デサントが語る「スポーツ×ファッションの可能性」

 先月10月11~13日開催された「ファッションワールド東京2017 秋」展で、業界活性化&若手応援のための特別講演会が行われました。
 その一つが、「スポーツ×ファッションの可能性」と題した講演です。登壇したのはデサントジャパン取締役 常務執行役員 第1部門(アスレチック&アウトドアブランド)長 小川 典利大氏で、この4月に現職に就任され、20年間ずっと身も心もスポーツ中心に歩んでこられたといいます。そして今、何よりも思うことは、スポーツ事業を世界レベルに引き上げること、そのために業界の枠を超えて多くの方々と協働したいと挨拶。スポーツとファッションの未来には、どのような可能性が広がるのか、デサントの展望を交えて語られました。

 まず取り上げたのは、スポーツマーケットの魅力です。今やスポーツはライフスタイルの一部となりましたが、そのきっかけとなったのは2002年のサッカー日韓だったと振り返ります。
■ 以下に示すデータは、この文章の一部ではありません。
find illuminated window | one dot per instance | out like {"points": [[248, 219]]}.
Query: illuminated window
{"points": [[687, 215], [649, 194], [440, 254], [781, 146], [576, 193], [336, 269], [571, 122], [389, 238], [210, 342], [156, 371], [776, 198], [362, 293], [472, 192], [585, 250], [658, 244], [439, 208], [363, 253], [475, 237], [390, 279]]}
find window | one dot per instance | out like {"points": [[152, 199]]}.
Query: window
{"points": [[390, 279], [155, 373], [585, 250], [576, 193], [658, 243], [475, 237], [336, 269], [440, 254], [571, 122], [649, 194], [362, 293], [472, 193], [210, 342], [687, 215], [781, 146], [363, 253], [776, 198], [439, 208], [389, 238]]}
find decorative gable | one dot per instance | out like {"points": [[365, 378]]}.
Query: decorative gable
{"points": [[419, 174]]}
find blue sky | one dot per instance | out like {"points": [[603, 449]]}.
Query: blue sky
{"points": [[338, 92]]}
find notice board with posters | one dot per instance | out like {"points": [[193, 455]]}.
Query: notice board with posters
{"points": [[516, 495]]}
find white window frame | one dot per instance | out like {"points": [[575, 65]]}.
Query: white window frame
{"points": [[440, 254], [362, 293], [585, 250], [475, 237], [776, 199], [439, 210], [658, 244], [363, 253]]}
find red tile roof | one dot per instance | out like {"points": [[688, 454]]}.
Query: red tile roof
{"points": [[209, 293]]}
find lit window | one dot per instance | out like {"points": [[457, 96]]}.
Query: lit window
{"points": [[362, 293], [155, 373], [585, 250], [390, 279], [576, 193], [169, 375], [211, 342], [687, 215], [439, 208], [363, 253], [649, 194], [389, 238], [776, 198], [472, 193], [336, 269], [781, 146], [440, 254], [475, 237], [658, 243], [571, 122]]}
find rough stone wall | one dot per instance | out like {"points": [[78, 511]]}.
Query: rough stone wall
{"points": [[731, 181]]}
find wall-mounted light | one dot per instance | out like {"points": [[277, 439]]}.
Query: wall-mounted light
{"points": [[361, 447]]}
当時はベッカムスタイルなども登場し、スポーツ量販店が拡大、セレクトショップではジャージ、つまりトラックトップが大々的に展開されるようになり、ランニング人気もあってスニーカーブームが起こり、スポーツシーンが一般化していったといいます。
 世界的なスポーツイベントの影響はかくも大きく、これからも2018年パンパシフィック水泳選手権、2019年ラグビーワールドカップ、2020年東京オリンピック・パラリンピックと目白押しです。健康・美容面から自己を鍛えるトレーニング人口も増加するなど、スポーツカルチャーの一大ブームも予想され、過去最大のチャンス到来とあって、需要の大幅アップは間違いないと断じました。
 次にファッションとの関わりです。スポーツとファッションの境目が曖昧になり、両者は同じ土俵で一つになり、融合すると指摘します。但しファッションブランドが流行り廃りのあるデザインからスタートするのに対して、スポーツブランドは機能から入ると、違いも強調しました。デサントはトップアスリートと共同開発を進めています。当然ですが機能が生み出す美やデザイン性を重視し、機能をファッショナブルにするスポーツモードを目指しているといいます。
 さらに今後の方向について、とくに来年10周年を迎えるオルテラインのImg_48451 「水沢ダウン」(写真右 デサントショップ東京)に触れ、このようなシンプルで高機能にこだわったスポーツウェアが、少しずつ市民権を得られるように努力していくと述べました。水沢ダウンは、同社岩手県水沢工場でのみ生産される高品質なハイテクダウンジャケットです。ステッチが無く、水を通さないので雨や雪の日にも着用できる画期的な製品で、ショップに出すとすぐに売り切れる「知る人ぞ知る」のジャケットです。
 最後にスポーツファッションの可能性はますます大きいとしながらも、ポイントは世の中の動きに流されない独創性にあるときっぱり。機能にイノベーションを推進しながら、「ブランドらしさ」をつくっていく、このためには「変えない勇気」も必須要素と直言しました。
 示唆に富んだ提言あふれる講演でした。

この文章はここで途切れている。